I dati parleranno per sé stessi e per loro. L’assenza di quell’assurdità che è il voto disgiunto, potrebbe in Abruzzo frenare la fuga di voti verso l’economista sostenuto dal “campo giusto“, Luciano D’Amico. D’altro canto, un voto di protesta in questa direzione si potrebbe chiaramente manifestare con l’ingrossamento delle fila astensioniste, con un voto nullo, con molte schede bianche.

C’è da augurarsi, per il bene del Paese, che le elezioni abruzzesi determinino una sconfitta, anche di misura, della coalizione di governo, così da aprire una fase di incertezza costante che si riverberebbe, pur con tutte le contraddizioni interne alle opposizioni in Basilicata e in Piemonte, nelle successive tornate amministrative e, non da ultime, sulle prossime europee a giugno. E’ sufficientemente evidente che questo clima di contrapposizione così netta a tutto serve tranne che ad equilibrare un po’ il disfacimento sociale in cui versa l’Italia meloniana.
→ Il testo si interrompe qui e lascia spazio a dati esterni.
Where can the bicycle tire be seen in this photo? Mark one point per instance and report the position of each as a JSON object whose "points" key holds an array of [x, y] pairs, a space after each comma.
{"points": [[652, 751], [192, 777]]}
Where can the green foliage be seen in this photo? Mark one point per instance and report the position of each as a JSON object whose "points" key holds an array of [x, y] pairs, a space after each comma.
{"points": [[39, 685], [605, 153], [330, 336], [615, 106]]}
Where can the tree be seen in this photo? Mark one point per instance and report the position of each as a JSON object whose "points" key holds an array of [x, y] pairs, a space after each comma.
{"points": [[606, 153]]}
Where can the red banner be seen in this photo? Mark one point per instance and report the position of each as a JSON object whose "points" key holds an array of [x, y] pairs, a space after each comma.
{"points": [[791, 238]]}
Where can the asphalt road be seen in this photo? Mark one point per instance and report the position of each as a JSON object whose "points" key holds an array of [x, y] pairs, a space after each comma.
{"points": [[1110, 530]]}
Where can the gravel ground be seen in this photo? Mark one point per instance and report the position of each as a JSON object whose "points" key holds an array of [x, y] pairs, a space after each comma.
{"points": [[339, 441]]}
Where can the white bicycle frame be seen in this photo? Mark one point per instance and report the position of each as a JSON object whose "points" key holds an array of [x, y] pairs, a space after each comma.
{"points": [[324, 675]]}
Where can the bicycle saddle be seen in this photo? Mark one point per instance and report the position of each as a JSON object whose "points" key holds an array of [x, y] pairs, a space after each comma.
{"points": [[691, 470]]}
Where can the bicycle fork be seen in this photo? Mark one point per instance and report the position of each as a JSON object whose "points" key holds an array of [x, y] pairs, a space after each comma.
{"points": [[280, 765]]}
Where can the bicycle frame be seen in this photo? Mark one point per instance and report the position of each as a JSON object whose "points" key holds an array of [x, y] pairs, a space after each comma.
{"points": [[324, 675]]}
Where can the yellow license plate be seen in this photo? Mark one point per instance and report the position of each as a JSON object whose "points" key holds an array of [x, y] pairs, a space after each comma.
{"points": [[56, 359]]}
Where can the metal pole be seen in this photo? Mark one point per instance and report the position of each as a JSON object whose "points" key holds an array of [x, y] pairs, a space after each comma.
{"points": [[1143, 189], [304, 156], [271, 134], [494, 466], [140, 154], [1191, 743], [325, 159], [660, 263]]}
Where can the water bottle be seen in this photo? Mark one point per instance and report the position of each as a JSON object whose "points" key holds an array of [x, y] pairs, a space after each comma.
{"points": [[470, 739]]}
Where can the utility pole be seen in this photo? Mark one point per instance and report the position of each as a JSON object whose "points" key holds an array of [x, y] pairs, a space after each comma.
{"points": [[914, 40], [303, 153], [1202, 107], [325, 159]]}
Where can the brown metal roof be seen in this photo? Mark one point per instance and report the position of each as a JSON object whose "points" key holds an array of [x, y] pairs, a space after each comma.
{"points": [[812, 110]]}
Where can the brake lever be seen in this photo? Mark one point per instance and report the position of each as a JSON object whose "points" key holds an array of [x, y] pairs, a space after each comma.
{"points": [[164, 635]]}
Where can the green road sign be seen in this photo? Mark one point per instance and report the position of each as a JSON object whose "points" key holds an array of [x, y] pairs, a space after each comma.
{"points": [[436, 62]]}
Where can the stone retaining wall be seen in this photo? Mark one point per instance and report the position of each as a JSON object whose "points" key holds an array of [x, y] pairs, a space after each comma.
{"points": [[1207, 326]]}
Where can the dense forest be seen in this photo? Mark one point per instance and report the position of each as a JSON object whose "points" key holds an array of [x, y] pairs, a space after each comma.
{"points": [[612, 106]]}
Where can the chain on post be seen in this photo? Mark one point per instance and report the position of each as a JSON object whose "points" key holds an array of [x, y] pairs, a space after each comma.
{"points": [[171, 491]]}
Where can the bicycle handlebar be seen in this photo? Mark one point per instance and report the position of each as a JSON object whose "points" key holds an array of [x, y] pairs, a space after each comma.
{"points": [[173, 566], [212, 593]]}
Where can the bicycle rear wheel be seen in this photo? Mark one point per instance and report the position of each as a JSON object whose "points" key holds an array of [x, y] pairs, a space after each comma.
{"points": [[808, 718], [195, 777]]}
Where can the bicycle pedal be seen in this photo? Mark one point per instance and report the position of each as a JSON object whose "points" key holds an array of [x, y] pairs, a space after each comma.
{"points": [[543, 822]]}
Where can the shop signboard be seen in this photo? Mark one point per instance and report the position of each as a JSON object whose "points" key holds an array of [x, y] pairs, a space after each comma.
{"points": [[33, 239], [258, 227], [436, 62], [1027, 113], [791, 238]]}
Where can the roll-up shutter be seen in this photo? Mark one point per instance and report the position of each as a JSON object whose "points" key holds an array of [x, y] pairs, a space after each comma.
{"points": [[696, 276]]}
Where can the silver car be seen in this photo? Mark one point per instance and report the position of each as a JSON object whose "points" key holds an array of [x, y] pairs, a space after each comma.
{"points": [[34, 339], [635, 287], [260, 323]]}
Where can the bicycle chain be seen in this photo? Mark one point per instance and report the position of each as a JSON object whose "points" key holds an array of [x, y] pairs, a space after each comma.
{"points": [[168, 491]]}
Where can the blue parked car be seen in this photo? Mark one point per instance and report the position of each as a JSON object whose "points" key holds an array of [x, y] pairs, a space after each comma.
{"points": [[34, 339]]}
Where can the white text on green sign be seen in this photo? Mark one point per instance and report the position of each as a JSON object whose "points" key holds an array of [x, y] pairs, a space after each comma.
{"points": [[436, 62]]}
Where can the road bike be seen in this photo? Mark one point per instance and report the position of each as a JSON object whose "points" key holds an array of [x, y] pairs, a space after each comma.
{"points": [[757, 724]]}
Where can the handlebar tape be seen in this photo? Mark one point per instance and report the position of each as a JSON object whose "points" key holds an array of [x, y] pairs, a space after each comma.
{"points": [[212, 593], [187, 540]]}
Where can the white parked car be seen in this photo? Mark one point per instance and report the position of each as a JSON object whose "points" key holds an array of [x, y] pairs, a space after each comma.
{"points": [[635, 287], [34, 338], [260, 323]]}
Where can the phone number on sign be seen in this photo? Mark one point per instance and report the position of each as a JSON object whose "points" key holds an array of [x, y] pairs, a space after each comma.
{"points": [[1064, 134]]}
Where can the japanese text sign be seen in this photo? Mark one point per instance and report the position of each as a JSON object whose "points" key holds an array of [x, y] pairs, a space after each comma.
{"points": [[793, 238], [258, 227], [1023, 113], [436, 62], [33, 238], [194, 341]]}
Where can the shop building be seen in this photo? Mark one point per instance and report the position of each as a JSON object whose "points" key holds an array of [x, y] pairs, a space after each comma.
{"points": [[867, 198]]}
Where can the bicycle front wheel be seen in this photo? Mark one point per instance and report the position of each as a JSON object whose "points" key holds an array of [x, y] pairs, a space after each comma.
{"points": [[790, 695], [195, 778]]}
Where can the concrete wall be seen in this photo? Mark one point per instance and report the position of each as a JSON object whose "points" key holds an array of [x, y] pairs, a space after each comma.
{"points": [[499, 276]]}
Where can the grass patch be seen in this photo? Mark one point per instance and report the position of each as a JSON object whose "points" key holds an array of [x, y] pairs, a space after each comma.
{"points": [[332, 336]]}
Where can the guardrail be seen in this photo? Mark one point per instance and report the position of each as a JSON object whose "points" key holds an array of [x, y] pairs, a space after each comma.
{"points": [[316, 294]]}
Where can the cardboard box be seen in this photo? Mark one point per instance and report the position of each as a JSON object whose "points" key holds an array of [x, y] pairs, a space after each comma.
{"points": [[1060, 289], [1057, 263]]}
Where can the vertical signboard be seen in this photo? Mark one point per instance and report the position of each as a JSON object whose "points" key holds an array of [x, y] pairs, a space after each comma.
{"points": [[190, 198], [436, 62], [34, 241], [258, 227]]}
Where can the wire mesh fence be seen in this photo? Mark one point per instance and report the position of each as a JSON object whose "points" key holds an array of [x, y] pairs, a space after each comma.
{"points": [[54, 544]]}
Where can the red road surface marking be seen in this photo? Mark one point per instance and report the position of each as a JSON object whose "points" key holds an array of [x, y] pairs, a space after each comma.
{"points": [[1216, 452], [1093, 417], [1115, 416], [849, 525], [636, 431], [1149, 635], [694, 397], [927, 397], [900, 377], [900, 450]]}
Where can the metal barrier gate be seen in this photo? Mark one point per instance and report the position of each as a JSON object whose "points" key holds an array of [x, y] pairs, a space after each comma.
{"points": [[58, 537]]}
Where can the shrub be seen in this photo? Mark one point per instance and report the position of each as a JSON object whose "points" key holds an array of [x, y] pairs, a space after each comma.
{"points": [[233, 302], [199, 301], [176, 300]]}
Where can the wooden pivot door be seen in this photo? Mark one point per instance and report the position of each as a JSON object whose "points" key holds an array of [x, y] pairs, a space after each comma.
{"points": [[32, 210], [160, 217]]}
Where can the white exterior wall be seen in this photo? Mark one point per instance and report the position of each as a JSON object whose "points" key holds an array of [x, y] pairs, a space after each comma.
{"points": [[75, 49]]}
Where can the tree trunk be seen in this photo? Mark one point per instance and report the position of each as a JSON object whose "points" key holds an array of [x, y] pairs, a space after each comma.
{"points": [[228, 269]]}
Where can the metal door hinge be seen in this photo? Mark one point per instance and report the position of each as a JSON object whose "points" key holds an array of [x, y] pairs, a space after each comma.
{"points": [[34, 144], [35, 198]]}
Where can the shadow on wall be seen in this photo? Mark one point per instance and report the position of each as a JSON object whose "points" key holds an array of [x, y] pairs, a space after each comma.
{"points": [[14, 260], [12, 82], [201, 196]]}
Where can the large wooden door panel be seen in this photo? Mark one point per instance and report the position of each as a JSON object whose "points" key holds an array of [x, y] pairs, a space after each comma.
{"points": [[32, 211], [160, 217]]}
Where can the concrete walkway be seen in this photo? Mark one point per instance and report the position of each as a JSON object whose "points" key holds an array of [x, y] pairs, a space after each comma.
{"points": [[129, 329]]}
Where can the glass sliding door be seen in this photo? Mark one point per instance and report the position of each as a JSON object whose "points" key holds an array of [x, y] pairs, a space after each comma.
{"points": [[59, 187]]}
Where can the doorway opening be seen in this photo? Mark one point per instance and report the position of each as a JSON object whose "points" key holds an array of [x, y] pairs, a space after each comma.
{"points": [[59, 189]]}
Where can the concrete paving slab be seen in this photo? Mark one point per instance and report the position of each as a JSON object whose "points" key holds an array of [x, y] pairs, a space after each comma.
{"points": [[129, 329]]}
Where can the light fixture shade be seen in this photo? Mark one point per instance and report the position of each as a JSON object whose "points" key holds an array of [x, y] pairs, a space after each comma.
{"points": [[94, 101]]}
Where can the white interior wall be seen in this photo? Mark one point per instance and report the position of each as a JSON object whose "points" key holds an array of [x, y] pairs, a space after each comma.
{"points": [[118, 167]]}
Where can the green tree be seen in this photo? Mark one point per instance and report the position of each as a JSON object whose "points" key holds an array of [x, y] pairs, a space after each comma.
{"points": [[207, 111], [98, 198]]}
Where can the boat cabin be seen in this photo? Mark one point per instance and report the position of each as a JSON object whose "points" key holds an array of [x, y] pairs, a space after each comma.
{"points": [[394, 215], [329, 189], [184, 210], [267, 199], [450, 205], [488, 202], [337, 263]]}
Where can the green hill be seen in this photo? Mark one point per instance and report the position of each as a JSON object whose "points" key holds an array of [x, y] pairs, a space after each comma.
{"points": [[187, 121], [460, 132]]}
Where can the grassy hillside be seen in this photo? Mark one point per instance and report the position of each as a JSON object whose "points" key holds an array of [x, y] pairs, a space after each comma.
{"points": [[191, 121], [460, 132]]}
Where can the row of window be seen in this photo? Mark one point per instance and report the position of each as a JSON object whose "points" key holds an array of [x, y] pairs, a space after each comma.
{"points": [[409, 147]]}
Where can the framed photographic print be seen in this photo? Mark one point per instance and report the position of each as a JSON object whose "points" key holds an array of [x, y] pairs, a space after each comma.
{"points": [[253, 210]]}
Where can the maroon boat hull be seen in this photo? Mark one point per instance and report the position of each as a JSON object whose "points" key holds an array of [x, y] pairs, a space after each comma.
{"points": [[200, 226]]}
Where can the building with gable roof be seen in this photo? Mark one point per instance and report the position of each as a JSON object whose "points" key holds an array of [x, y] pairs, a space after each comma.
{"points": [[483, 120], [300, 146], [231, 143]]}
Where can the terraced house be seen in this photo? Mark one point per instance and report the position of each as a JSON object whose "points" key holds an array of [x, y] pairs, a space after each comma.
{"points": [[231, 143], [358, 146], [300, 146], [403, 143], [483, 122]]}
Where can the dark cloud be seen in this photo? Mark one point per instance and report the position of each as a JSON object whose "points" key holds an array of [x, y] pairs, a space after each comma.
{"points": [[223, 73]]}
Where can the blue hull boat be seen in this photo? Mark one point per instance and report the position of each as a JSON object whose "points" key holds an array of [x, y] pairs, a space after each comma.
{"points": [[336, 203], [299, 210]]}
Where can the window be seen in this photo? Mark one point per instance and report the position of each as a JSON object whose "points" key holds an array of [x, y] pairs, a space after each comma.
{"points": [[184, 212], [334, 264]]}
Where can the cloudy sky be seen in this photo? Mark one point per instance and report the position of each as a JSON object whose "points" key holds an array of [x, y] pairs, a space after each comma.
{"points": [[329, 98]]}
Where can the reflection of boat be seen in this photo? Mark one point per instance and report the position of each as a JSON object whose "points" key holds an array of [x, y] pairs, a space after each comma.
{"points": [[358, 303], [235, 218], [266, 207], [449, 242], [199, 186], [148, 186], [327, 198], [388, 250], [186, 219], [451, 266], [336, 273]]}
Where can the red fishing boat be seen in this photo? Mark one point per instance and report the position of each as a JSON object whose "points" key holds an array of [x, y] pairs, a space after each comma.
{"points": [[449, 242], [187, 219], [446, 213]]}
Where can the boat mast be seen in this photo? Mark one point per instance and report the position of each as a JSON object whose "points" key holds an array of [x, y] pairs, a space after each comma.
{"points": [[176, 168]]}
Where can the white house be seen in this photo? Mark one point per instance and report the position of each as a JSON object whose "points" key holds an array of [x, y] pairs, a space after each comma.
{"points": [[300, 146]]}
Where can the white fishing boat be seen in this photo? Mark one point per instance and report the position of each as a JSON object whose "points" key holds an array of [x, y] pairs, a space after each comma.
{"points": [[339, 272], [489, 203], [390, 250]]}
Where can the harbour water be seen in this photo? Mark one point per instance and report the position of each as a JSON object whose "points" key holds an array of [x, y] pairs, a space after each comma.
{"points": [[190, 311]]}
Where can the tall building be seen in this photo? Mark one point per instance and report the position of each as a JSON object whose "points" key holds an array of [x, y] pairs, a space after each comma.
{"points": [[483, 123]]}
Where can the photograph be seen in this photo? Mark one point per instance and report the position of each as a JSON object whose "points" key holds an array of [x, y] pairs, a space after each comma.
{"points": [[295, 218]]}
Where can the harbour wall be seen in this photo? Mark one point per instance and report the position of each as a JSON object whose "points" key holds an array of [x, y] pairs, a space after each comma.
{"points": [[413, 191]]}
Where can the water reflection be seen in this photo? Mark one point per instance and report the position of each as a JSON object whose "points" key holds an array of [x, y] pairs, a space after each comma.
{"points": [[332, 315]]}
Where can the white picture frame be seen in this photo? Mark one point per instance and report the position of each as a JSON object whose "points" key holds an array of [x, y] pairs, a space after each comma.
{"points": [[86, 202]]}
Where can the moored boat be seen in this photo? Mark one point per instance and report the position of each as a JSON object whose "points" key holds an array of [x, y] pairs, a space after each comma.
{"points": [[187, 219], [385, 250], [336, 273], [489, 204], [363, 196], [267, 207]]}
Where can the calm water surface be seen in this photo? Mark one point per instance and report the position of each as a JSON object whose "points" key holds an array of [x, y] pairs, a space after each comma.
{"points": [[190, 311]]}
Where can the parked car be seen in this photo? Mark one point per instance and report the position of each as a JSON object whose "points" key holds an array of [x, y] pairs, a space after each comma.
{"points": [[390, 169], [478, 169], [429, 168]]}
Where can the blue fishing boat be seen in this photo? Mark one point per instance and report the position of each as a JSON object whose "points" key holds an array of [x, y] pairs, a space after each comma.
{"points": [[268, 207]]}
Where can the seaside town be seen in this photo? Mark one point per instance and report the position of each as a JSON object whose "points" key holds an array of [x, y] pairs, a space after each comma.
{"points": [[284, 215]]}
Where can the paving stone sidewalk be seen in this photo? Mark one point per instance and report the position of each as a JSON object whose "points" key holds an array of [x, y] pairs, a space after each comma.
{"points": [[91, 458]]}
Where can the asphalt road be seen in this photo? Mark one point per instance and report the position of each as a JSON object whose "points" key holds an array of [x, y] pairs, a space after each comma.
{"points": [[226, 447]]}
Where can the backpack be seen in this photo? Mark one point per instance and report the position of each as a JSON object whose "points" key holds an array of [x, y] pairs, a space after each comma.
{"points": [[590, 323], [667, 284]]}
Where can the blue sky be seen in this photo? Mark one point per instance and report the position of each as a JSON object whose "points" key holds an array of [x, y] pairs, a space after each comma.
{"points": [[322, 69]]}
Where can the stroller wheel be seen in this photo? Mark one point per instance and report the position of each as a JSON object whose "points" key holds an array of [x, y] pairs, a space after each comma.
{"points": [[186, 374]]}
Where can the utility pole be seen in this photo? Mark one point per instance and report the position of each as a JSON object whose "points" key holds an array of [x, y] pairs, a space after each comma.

Il governo punta, in queste prossime quarantotto ore, quasi tutto sull’esito del voto in Abruzzo. Pletore ministeriali si sono riversate come fiumane fin dentro i borghi più remoti, là dove le campagne paiono offrire quasi sempre una maggiore simpatia nei confronti delle posizioni politiche e sociali più conservatrici. Ma non di meno sono state le presenze nei capoluoghi di provincia; e non di meno, pure, sono state le promesse e il ricorso ad artifici dell’ultimora per convincere le persone a preferire la destra al campo giusto.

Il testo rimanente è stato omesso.